Texte 3 L'acte cannibale, une barbarie?
LECTURE ANALYTIQUE 2
Problématique : Quel regard pose Montaigne sur les sauvages à partir du récit d’un épisode incontournable de leur vie sociale : l’acte cannibale ?
- Un regard étonnant
- Mise en cause de la vision des Européens sur les indiens : cf remise en question de l’opposition entre société civilisée et barbare. L 27, « ce n’est pas » / « c’est » = Correction + Thèse l.29 . « on » pense ainsi mais c’est l’opinion commune contestée par Montaigne.

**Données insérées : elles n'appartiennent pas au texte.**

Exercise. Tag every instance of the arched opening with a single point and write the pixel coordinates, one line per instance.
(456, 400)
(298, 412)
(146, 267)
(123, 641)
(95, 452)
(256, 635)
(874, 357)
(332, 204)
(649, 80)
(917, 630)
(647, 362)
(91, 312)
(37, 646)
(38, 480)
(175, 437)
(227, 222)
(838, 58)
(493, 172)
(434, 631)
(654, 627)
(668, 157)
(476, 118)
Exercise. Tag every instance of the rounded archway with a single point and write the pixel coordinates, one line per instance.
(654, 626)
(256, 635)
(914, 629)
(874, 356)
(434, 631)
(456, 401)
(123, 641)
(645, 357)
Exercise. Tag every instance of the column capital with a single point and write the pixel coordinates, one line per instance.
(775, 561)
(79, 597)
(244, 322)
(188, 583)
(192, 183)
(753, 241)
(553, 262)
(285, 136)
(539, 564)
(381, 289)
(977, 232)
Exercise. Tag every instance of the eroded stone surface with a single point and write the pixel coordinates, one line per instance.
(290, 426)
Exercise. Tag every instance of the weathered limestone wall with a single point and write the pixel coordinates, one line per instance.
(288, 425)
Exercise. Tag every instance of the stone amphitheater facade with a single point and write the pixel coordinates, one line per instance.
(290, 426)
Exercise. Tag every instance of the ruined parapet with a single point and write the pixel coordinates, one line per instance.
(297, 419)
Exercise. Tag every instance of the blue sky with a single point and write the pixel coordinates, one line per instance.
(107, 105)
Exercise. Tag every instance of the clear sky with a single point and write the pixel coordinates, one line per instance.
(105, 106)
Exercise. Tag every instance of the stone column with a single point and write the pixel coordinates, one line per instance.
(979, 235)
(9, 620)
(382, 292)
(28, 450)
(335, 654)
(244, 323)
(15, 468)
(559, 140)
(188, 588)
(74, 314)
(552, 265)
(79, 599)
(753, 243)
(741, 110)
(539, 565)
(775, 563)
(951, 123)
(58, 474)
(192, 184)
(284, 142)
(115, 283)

- Vision de Montaigne sur les Européens et sur les Indiens ? neutralité de Montaigne face aux Indiens/ condamnation des Européens l. 47, hyperboles « beaucoup plus grands maîtres qu’eux », et périphrase. l 38 à 41
- 2 longues phrases complexes pour introduire l’ambiguïté de la comparaison entre Indiens et français (cf guerres de religion). (l.47 à 61)
- Une forme d’hésitation propre à l’essai (pas de certitude mais une pensée en cours), un essai de réflexion…
- Contexte des guerres de religions: argument par analogie et opposition; comparaison entre violences indiennes et européennes → on comprend que Montaigne veut dénoncer les guerres de religion.
Montaigne relativise l’horreur de l’acte cannibale sans pour autant la légitimer. Mais il veut poser un regard objectif, dépassionné.
- Un regard objectif et dépassionné
- Une démarche scientifique et rationnelle : Montaigne adopte un raisonnement inductif qui part de l’observation des Indiens pour aboutir à une réflexion plus générale. Mouvement du texte = Récit (l.1 à 26) puis explication (l. 27 à 30).
- Neutralité des récits de combats et même point de vue plutôt admiratif de leur courage : présent de narration, lexique de la guerre puis de la nourriture; vocabulaire évaluatif limité aux combats.
- Formule sa thèse ligne 27 et pose un constat. « Ce n’est pas … c’est pour » , cette correction met en relief une nouvelle vision de l’acte cannibale. Montaigne s’attache à corriger une erreur qu’il dénonce.
Montaigne refuse de réduire les violences des peuples d’Amérique à des actes barbares. Il formule une interprétation socialement et humainement compréhensible. Il inscrit l’acte cannibale dans l’humanité en lui conférant une dimension symbolique et morale.
- Un regard humaniste sous l’égide des penseurs antiques
- Montaigne valide sa propre réflexion. Par le recours à Chrysippe et Zénon l. 62 cf stoïcisme, à définir.
- Le cannibalisme n’est pas une idée émanant des seuls Indiens mais elle trouve sa source dans une tradition littéraire. Montaigne multiplie les exemples de cannibalisme: « nos ancêtres », les Gascons, les médecins…
Grâce à ce procédé, le cannibalisme devient une pratique noble contrairement à la cruauté, la « barbarie » des européens durant leurs guerres. (conflit entre protestants et catholiques, cf Saint-Barthélémy, 24 août 1572)
Concl°
Point de vue original de Montaigne qui fait preuve d’une grande liberté de pensée. Il a une démarche d’ethnologue et de sociologue avant l’heure. Car, sans condamner a priori, il nous invite à regarder l’autre avec curiosité et intérêt. Et non rejet et dégoût.
Cette curiosité pour autrui, Montaigne la manifeste également dans sa conception du voyage qu’il développe dans le troisième livre de ses Essais. (III, 9, « De la vanité ») cf texte 1 du GT sur l’altérité.